While there is no enforcement mechanism to hold countries to the pledge, some advocates remain optimistic that it will help reduce methane emissions.
“I think there’s a good chance they will meet it and I think it’s because the climate crisis has become more urgent and more center-stage over the last couple of years,” said Dan Grossman, associate vice president of the global energy transition at the Environmental Defense Fund.
He added that the onus is on developed countries in particular, saying “there is an expectation and an obligation that they do as much as they possibly can to compensate for economies that may not have as much flexibility.”
Biden, in remarks Tuesday morning, called the pledge “game-changing.”
“This is going to make a huge difference. And not just when it comes to fighting climate change,” he said, referring also to health benefits and economic benefits of ensuring that gas doesn’t leak out.
The initiative comes as the U.S. attempts to more broadly reassert its leadership on climate change following former President Trump’s inaction on the issue and his withdrawal from the global Paris Agreement.
The Biden administration has signaled it intends to take action on a number of regulations as Democrats in Congress face headwinds in their efforts to pass climate legislation, stoking uncertainty over whether they can advance significant proposals.
The Environmental Protection Agency (EPA) this week proposed a new rule aimed at new and existing sources of methane pollution from the oil and gas sector. The EPA said it will cut methane emissions from regulated entities by 74 percent compared to 2005 levels.
For the first time, the administration is taking on existing sources of methane pollution from the oil and gas industry by requiring states to develop guidelines that restrict the release or burn off of excess gas — processes known as venting and flaring.
Venting and flaring release methane since that substance is the main component of natural gas.
Darin Schroeder, associate attorney at the Clean Air Task Force, said it was a big deal that the agency was cutting methane from existing operations, which make up most of the oil and gas industry, but said the agency could have gone even further.
“Proposing some existing source guidelines is a really big step forward because that’s where most of the emissions are: from facilities that are existing today,” Schroeder said.
The agency is also adding more regulations on new facilities — like requiring certain technologies used by the industry to be non-emitting.
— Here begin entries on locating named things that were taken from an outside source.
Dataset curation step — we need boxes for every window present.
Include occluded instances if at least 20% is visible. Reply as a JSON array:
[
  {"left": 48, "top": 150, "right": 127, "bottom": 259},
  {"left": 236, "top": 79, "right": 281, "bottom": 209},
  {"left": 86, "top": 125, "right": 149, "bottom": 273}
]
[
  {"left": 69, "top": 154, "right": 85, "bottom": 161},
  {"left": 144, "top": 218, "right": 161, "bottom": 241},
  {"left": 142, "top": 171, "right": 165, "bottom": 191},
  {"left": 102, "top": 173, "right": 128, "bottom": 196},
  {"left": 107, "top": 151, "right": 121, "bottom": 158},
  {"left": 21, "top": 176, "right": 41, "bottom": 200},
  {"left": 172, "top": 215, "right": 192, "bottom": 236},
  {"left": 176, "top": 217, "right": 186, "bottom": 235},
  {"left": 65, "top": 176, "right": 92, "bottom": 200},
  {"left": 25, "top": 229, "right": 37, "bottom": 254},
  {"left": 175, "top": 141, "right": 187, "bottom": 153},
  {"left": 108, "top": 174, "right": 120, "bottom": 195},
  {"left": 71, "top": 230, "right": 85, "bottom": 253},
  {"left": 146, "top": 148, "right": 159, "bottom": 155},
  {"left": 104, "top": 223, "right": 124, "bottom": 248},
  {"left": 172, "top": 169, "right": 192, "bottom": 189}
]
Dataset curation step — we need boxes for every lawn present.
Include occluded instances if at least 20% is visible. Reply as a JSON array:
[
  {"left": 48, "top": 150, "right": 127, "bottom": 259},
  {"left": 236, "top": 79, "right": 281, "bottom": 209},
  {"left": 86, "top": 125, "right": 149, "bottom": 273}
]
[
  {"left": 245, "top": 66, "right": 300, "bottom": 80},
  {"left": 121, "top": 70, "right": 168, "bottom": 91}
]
Previous regulations on new facilities were rolled back by the Trump administration but restored earlier this year through a disapproval resolution passed by Congress and signed by Biden.
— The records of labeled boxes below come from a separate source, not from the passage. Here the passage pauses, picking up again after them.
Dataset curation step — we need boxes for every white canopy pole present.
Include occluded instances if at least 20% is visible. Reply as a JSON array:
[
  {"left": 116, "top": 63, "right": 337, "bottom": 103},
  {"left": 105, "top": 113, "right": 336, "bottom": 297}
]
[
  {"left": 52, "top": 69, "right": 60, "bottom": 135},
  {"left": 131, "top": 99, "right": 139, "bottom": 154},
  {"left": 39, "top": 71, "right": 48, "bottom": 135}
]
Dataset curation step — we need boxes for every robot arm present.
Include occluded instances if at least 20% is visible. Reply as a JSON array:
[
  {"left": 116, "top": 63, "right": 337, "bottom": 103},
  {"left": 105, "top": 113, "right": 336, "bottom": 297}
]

The EPA’s latest action has not drawn much pushback from industry advocates. BP released a statement saying it “applauds” the move, while some trade groups gave more tepid responses, saying they support methane regulations and would look into the action.
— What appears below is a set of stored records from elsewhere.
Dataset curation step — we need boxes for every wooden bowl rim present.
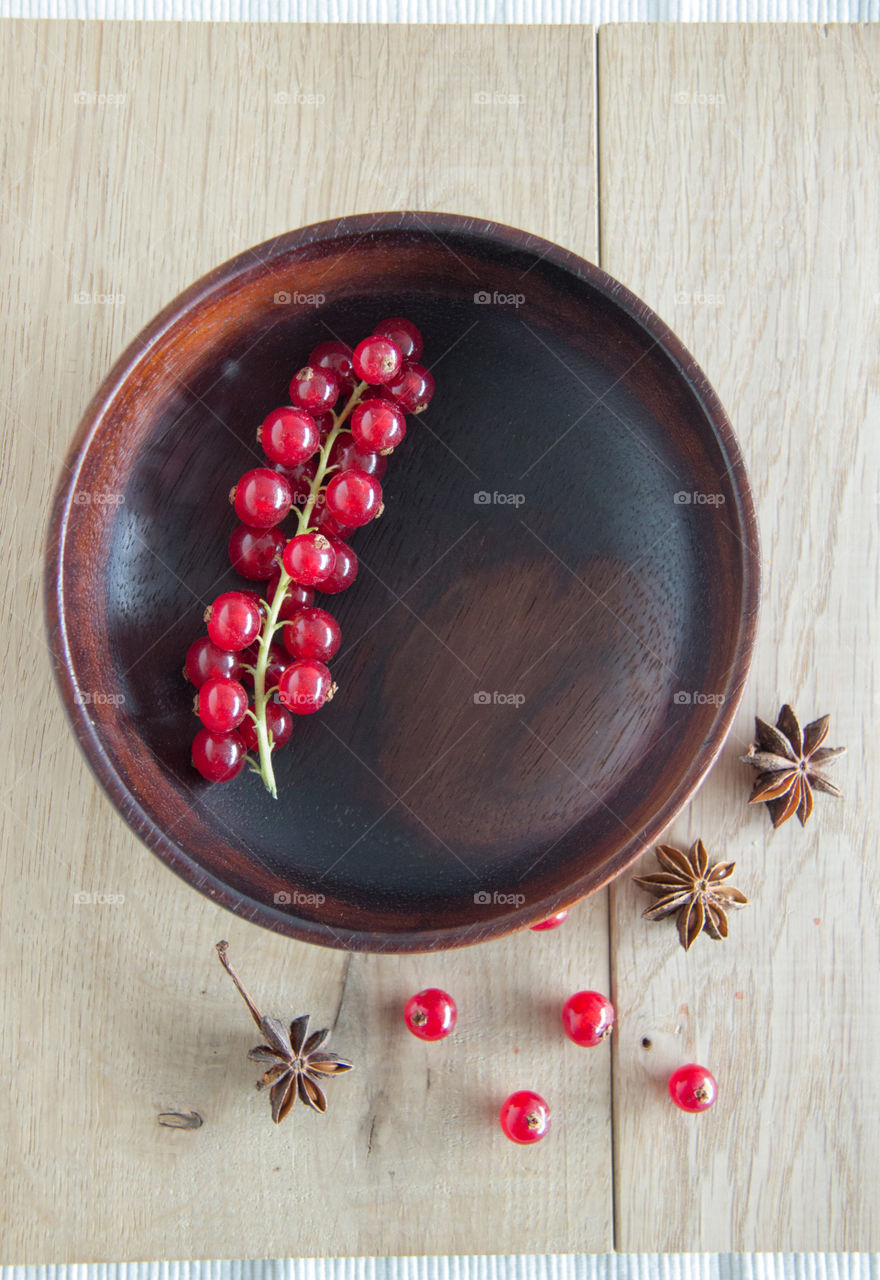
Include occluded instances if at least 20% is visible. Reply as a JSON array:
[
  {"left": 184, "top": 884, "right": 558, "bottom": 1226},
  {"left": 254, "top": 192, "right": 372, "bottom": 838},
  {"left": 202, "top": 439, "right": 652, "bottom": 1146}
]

The announcement comes as part of a methane plan from the agency, which also aims to tackle methane through other agencies and from other parts of the economy.
It said, for example, that the Bureau of Land Management will eventually seek to put royalty fees on vented and flared gas in order to curb the practices.
But, where it uses a regulatory approach for oil and gas, it uses a voluntary approach for agriculture — disappointing some advocates.
“They need to start with setting a pathway toward regulation,” said Ben Lilliston, director of climate change and rural strategies at the Institute for Agriculture and Trade Policy.
“I think it would immediately have an impact and people thinking differently about raising animals and the best system to do so,” Lilliston said of regulations on the agricultural industry.
The agricultural industry is the largest U.S. methane source when livestock and manure emissions are counted together.
But the regulations come as the White House struggles to get its climate agenda across the finish line in Congress — suggesting it may need to focus more on regulatory action.
While the agency was widely expected to regulate methane emissions from existing sources, the rule happens to come as a congressional proposal to cut additional methane emissions is at risk.
One area that Democrats are wrangling over is whether — and how — to limit methane emissions from oil and gas, having pitched a fee on emissions that met resistance from key swing vote Sen. Joe Manchin (D-W.Va.).
In a recent House proposal, Democrats pitched both fees on the releases and incentives to cut them through $775 million for grants, rebates, contracts and loans.
Nevertheless, Grossman, with the Environmental Defense Fund, said he believes that regulation is the best way to tackle methane from oil and gas.
“I think the rules are the primary strategy, and rightfully so,” he said.